La suppression de la tenure seigneuriale, l'instruction plus répandue, l'exemple enfin du haut Canada favoriseront l'activité et le progrès de l'agriculture et du travail dans le bas Canada, où néanmoins, et, à l'encontre d'un climat très-rude, il s'est créé et se maintient une aisance très-réelle.
Pendant l'hiver, le travail d'abatage des bois se fait, et, dès que les glaces rendent la navigation et le flottage libres, ils descendent en trains immenses pour être reçus dans les dépôts (foulons) de Québec.
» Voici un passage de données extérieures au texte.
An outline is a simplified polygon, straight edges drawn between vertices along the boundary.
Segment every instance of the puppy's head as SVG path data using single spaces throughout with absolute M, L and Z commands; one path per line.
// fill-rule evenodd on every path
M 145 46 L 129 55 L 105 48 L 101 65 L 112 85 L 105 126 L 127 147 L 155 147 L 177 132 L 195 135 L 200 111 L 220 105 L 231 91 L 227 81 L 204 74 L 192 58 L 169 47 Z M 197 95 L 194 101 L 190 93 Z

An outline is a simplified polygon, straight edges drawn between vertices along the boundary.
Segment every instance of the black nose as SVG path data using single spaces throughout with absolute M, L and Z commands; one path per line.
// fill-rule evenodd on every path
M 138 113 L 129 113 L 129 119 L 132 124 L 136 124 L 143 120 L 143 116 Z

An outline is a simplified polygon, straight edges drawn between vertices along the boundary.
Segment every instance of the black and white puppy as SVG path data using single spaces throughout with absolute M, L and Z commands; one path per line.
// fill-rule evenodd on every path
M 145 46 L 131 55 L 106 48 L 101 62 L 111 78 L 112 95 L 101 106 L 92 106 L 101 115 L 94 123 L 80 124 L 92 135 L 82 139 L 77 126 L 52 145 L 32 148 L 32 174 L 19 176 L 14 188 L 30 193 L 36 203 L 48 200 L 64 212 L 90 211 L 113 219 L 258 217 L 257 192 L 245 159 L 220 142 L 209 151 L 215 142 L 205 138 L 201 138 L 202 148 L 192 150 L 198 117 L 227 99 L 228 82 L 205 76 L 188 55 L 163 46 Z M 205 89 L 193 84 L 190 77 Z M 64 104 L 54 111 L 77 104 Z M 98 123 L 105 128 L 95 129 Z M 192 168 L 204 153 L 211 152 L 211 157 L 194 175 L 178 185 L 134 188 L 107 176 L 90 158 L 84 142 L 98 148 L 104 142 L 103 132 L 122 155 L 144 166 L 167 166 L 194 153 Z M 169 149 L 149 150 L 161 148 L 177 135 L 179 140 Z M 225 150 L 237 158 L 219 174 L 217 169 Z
C'est une grande et ingénieuse opération que ce travail de descente des trains sur ces cours d'eau coupés de rapides : des espèces de canaux artificiels sont ménagés, pour faire arriver les pièces isolées dans des eaux tranquilles où se fait une première réunion en trains ou cajeux plus petits, susceptibles de descendre les slides, espèces de canaux à plans très-inclinés, placés à côté des chutes et cascades, qui ne pourraient être franchies sans compromettre à la fois les trains et les hommes qui les conduisent.
Arrivés sur les grandes nappes du Saint-Laurent, tous ces cajeux sont réunis en une immense cage (radeau) qui s'abandonne au courant, et sur laquelle vivent, quelquefois plusieurs semaines, ces intrépides mariniers.
Les terres de la Couronne sont concédées ou vendues suivant des modes différents.
Un concessionnaire peut obtenir une portion de forêt placée sur un cours d'eau, pour y exploiter les bois pendant un certain temps; il est tenu de se livrer à l'abatage immédiatement; le prix de concession est léger, mais son bois rendu à Québec paye un droit spécial par pièce, qui s'ajoute au prix constitutif de la concession. Lorsque le terme est arrivé, le sol fait retour à l'Etat; les arbres petits restés sur pied grandissent, et, au bout d'un certain nombre d'années, le même sol sera de nouveau susceptible d'une exploitation forestière. Il y a sur l'Ottawa, sur le Saint-Maurice, sur le Saguenay et autres rivières, des concessions nombreuses faites ou à faire dans ce système.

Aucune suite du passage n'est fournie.